First, we sample all microcanonical ensembles (for each occupation number \(n\)), and compute the cluster statistic of interest. Then, we convolve the resulting microcanonical averages with their weights in the canonical ensemble of a given value of \(p\). This yields the canonical average of the statistic at that value of \(p\). This procedure enables us to compute the cluster statistics at an arbitrary resolution of the order parameter \(p\) from the precomputed microcanonical averages.

For bond percolation, the probability that \(n\) out of a total of \(M\) bonds are occupied at occupation probability \(p\) is the binomial probability mass function ([NZ01], Equation 1):

\[B(M,n,p) = \binom{M}{n} p^n (1 - p)^{M-n}.\]

A microcanonical statistic \(\{Q_m\}\) measured at each occupation number \(m\) transforms into the canonical average \(Q(p)\) for occupation probability \(p\) according to the convolution ([NZ01], Equation 2):

\[Q(p) = \sum_{m=0}^M B(M,m,p)Q_m\]

Common Random Numbers and incremental cluster detection

At the core of the Newman-Ziff algorithm is the incremental evolution of a set of sample states (realizations) by successively adding bonds to an initially empty lattice. Specifically, a sample state with \(n + 1\) occupied bonds derives from a sample state with \(n\) occupied bonds and one additional bond. Instead of identifying the clusters for \(n + 1\) from scratch, it takes only little effort to derive the clusters from the previous configuration with \(n\) occupied bonds. As a result, the overall time complexity of the algorithm reduces to \(\mathcal{O}(N)\).
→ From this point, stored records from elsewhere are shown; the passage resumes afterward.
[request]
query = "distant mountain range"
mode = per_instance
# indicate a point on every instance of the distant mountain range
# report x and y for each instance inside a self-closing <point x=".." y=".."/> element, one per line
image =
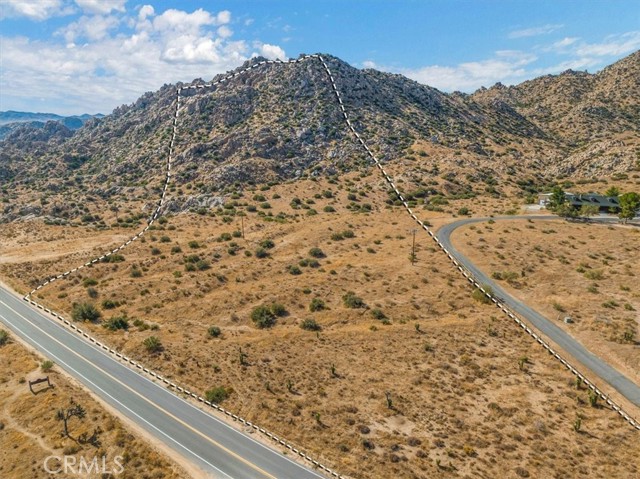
<point x="280" y="122"/>
<point x="10" y="120"/>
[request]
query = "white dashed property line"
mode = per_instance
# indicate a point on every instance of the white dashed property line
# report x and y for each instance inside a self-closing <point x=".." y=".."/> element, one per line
<point x="468" y="275"/>
<point x="141" y="233"/>
<point x="389" y="180"/>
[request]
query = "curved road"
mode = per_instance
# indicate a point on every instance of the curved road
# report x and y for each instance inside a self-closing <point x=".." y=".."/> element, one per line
<point x="599" y="366"/>
<point x="214" y="446"/>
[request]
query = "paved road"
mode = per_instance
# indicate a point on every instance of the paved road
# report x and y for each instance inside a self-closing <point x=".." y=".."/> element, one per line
<point x="214" y="446"/>
<point x="599" y="366"/>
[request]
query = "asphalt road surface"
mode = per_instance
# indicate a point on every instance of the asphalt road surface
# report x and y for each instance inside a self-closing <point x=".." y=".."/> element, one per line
<point x="597" y="365"/>
<point x="209" y="443"/>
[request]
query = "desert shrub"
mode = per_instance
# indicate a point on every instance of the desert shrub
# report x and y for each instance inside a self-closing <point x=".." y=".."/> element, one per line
<point x="46" y="366"/>
<point x="202" y="265"/>
<point x="85" y="312"/>
<point x="217" y="394"/>
<point x="267" y="244"/>
<point x="92" y="292"/>
<point x="152" y="344"/>
<point x="110" y="304"/>
<point x="278" y="309"/>
<point x="479" y="296"/>
<point x="114" y="258"/>
<point x="352" y="301"/>
<point x="310" y="324"/>
<point x="263" y="317"/>
<point x="214" y="331"/>
<point x="316" y="305"/>
<point x="294" y="269"/>
<point x="192" y="258"/>
<point x="117" y="322"/>
<point x="135" y="272"/>
<point x="594" y="274"/>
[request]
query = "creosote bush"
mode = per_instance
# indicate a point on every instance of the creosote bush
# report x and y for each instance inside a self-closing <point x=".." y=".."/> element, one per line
<point x="117" y="322"/>
<point x="46" y="366"/>
<point x="316" y="253"/>
<point x="316" y="305"/>
<point x="352" y="301"/>
<point x="214" y="331"/>
<point x="217" y="394"/>
<point x="152" y="344"/>
<point x="264" y="316"/>
<point x="85" y="312"/>
<point x="310" y="324"/>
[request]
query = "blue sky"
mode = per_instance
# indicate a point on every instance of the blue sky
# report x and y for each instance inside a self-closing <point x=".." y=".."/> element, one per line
<point x="76" y="56"/>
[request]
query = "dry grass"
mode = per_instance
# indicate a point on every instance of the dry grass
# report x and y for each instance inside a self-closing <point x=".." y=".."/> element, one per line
<point x="583" y="271"/>
<point x="29" y="432"/>
<point x="461" y="404"/>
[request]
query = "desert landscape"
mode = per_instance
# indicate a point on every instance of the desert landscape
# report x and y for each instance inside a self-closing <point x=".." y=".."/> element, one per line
<point x="236" y="240"/>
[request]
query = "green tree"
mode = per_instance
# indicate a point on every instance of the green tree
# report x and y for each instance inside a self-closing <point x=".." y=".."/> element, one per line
<point x="588" y="210"/>
<point x="75" y="410"/>
<point x="629" y="206"/>
<point x="557" y="199"/>
<point x="85" y="312"/>
<point x="217" y="394"/>
<point x="565" y="210"/>
<point x="152" y="344"/>
<point x="613" y="191"/>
A convenient side effect is that this method effectively employs the variance reduction technique of common random numbers for runs across all occupation numbers \(n\). Different realizations, or run, still remain independent, which is all we need. At the same time, fluctuations solely due to using different realizations when changing the occupation number \(n\), or, ultimately, the occupation probability \(p\), now remain absent from the statistics.

Starting each run with a lattice with all \(M\) bonds empty, we successively add a bond to each configuration. Addings bonds is random, but in a predetermined random permutation. Each new bond might either join two sites from different clusters, resulting in the merger of these two clusters, or the new bond joins two sites of the same cluster. Keeping track of this merging of clusters is taken care of by a weighted union/find algorithm with path compression (see [NZ01] and references therein).

In order to detect a percolating, spanning cluster, we introduce auxiliary nodes to the graph, see [NZ01], Section II.D and Figure 6.